Atualmente a Vuxx faz parte da Rappi. Em maio do ano passado, a startup foi vendida para a Box Delivery, empresa que tinha entre seus investidores a Aliasnce Sonae e o grupo Trigo, por R$ 35 milhões. No mês seguinte, a Rappi adquiriu a Box Delivery por valor não divulgado.

A Lalamove, por sua vez, se concentra no processo de abertura de capital da Lalatech, sua holding. A companhia entrou com um pedido de IPO em Hong Kong no fim de março. A expectativa é levantar US$ 1 bilhão com a oferta inicial de ações com um valuation de US$ 10 bilhões, que ainda não tem data para acontecer.

A empresa, que é baseada em Hong Kong, já levantou US$ 2,5 bilhões de investidores como Tiger Fund, Sequoia Capital, D1 Capital Partners e HillHouse Capital Group.

Entenda o caso

Fundada em 2015, a Vuxx é uma logtech que conecta empresas que precisam de frete com motoristas interessados em transportar pequenas e médias encomendas. Em 2018, a ideia chamou a atenção de investidores-anjo como Ariel Lambrecht (ex-99) e Kai Schoppen (da Infracommerce).

O imbróglio com a Lalamove começou no ano seguinte e envolve Adriano Misina, um ex-funcionário da Vuxx e que deixou o emprego para trabalhar na Lalamove. Adriano é acusado de compartilhar um arquivo com dados sensíveis da operação com Daniel Hsu, diretor na Lalamove.
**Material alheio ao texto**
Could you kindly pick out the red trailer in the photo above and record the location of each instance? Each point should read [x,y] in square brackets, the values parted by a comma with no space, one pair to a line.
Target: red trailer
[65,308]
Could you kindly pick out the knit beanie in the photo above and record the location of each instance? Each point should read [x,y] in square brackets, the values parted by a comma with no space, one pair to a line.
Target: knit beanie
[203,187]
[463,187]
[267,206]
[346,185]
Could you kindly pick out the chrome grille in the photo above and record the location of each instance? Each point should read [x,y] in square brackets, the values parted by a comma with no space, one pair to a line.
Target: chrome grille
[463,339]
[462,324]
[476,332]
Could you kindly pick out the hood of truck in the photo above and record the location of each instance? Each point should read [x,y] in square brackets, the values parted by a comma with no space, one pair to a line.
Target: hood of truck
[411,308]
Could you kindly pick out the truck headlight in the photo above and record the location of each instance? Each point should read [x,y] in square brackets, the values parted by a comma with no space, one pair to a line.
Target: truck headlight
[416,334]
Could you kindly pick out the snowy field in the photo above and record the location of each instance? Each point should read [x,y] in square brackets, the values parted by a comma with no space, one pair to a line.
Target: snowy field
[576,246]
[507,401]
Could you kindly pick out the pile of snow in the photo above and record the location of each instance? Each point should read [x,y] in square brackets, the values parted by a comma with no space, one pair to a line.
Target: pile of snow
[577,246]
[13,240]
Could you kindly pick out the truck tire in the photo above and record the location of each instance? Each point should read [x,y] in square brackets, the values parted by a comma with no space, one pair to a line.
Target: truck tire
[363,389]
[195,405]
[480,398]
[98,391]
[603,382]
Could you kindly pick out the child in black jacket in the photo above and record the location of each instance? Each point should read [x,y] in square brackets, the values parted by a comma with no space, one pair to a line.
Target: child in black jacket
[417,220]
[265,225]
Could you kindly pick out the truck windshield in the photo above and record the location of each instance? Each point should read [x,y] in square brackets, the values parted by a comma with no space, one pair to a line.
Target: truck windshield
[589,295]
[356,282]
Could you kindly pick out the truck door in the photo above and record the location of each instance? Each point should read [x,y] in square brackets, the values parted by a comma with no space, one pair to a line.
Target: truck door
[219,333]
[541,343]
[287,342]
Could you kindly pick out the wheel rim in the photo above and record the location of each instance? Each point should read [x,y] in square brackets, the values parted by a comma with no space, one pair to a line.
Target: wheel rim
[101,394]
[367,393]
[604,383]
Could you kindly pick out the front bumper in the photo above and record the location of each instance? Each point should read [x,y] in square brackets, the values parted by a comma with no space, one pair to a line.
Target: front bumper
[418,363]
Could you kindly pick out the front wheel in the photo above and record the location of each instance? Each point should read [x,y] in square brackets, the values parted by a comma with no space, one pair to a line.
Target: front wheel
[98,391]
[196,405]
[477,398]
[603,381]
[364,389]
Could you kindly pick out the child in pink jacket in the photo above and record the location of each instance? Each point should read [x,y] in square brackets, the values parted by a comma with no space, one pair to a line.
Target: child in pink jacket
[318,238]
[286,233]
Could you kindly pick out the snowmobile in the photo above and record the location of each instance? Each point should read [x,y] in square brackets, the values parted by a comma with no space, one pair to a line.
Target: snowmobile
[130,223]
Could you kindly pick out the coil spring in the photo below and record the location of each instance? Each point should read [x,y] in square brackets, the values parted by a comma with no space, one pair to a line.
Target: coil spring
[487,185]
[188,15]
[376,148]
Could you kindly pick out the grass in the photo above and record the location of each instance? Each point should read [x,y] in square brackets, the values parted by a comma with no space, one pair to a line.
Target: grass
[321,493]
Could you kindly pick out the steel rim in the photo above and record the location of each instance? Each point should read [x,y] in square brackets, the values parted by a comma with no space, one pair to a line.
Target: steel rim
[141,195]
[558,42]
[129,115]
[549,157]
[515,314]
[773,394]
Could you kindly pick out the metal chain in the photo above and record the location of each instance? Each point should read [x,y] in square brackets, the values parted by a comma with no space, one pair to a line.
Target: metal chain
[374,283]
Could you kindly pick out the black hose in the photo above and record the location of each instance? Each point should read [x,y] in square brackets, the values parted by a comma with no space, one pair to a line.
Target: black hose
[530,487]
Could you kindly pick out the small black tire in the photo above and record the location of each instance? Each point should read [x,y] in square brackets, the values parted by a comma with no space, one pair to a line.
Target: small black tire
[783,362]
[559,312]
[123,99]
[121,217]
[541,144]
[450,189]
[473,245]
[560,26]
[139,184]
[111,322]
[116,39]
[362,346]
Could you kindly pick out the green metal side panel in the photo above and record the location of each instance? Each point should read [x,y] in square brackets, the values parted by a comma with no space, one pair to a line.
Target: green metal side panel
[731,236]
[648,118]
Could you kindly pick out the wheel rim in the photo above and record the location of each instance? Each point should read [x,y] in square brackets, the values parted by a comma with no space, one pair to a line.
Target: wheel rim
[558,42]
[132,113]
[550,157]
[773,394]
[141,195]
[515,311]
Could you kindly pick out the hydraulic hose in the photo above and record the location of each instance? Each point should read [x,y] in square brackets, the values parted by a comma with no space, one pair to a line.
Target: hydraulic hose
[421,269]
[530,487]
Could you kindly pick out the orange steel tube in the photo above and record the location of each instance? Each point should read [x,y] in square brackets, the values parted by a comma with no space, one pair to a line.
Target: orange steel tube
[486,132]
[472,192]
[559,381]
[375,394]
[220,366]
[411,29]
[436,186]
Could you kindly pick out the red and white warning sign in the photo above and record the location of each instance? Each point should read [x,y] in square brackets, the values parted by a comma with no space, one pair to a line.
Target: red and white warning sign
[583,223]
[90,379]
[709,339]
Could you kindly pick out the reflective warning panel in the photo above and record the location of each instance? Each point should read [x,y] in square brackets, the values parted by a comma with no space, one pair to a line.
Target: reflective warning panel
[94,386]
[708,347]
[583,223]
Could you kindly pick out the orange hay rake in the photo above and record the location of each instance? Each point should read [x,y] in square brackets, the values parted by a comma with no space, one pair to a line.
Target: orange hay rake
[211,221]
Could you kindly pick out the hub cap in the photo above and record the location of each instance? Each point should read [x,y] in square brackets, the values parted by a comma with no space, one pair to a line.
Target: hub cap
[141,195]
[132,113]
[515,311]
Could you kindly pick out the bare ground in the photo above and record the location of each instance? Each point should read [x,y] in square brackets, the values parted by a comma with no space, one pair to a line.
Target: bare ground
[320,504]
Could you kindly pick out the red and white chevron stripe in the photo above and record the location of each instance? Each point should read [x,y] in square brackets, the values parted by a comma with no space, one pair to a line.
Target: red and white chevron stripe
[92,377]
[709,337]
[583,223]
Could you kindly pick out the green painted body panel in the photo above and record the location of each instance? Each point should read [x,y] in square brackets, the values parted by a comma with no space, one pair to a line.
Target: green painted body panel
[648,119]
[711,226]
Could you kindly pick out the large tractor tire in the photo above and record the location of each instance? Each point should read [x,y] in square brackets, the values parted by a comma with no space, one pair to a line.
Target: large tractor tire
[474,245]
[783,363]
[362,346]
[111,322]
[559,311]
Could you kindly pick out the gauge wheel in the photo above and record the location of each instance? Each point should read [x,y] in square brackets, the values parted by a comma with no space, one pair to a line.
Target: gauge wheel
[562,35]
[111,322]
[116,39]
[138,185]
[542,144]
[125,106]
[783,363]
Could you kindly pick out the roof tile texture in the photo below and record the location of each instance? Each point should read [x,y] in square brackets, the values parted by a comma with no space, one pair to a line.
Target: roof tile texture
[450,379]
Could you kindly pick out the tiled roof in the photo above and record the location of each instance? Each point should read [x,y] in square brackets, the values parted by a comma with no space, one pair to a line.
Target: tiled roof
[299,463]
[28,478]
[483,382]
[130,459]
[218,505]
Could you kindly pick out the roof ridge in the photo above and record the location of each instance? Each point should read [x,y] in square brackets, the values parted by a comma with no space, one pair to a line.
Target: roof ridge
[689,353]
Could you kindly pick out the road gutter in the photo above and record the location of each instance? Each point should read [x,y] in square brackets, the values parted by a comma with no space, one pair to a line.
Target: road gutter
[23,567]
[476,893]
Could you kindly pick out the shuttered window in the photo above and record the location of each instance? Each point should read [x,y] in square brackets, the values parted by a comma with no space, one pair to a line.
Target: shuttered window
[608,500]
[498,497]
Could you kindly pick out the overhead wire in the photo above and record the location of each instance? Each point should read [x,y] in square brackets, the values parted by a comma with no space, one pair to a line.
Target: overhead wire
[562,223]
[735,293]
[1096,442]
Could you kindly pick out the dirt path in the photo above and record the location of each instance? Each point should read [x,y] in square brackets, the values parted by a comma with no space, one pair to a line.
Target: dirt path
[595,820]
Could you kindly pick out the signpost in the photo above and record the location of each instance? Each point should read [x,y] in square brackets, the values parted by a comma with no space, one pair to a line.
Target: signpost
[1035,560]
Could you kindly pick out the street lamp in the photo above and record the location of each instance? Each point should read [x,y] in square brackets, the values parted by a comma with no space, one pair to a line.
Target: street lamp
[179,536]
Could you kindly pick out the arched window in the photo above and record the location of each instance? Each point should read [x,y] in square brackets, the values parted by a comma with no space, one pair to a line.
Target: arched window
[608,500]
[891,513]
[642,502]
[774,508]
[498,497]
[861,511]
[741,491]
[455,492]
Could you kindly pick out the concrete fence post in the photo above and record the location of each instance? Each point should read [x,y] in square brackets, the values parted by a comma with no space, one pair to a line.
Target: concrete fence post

O arquivo foi compartilhado via WhatsApp e a descoberta de que isso aconteceu se deu porque Adriano deixou seu computador utilizado para trabalho ligado no escritório e com o aplicativo aberto, ao qual foi possível observar o histórico de conversação entre ele e Daniel.

“Nesse período de troca de empresas, a Vuxx tomou conhecimento de que havia sido realizada a extração da base de dados do seu sistema”, diz Rocco. “Havia uma troca de mensagens muito rica entre ambos e isso trouxe uma boa impressão a nosso favor.”

O arquivo compartilhado, chamado de “Base de Dados Estratégicos”, foi construído pela Vuxx ao longo de três anos por uma equipe de pelo menos 12 profissionais munidos com ferramentas de inteligência artificial. O documento tem estudos de mercado, nome e formas de contato com clientes, além de dados de motoristas.

O processo relata que a Lalamove “passou a acessar sequencialmente os principais clientes da Vuxx”. Isso deu à companhia informações sobre o volume de contratação de cada cliente, as pessoas-chave de cada negócio, os fatores que pesavam na contratação, a periodicidade na necessidade do serviço e até o preço praticado para cada cliente.

A Lalamove, por sua vez, alega que “não precisava desses dados” por já ter contratado empresas especializadas na consolidação deste tipo de informação e que Adriano, “querendo mostrar serviço a seu novo chefe, acabou por pegar uma lista de nomes de empresas, mantida pela Vuxx sem qualquer sigilo ou proteção, e se vangloriou disso para o Daniel, que entrou ‘na onda’ de Adriano”.

Outro trecho do processo destaca que a Lalamove se defende ao dizer que “os nomes e dados que a autora alega terem sido apropriados pelos réus são ‘obtidos sem qualquer esforço’, em ‘alguns segundos no Google’. A companhia também diz que “embora moralmente reprovável, a conduta de Adriano não causou qualquer prejuízo à autora nem implicou benefício à Lalamove”.

A sentença de primeira instância, contudo, foi em direção contrária da defesa da Lalamove e afirmou que a empresa chinesa “utilizou meios ilícitos” para concorrência e diz que Daniel e Adriano tinham plena consciência de que as informações transmitidas eram estratégicas e sigilosas.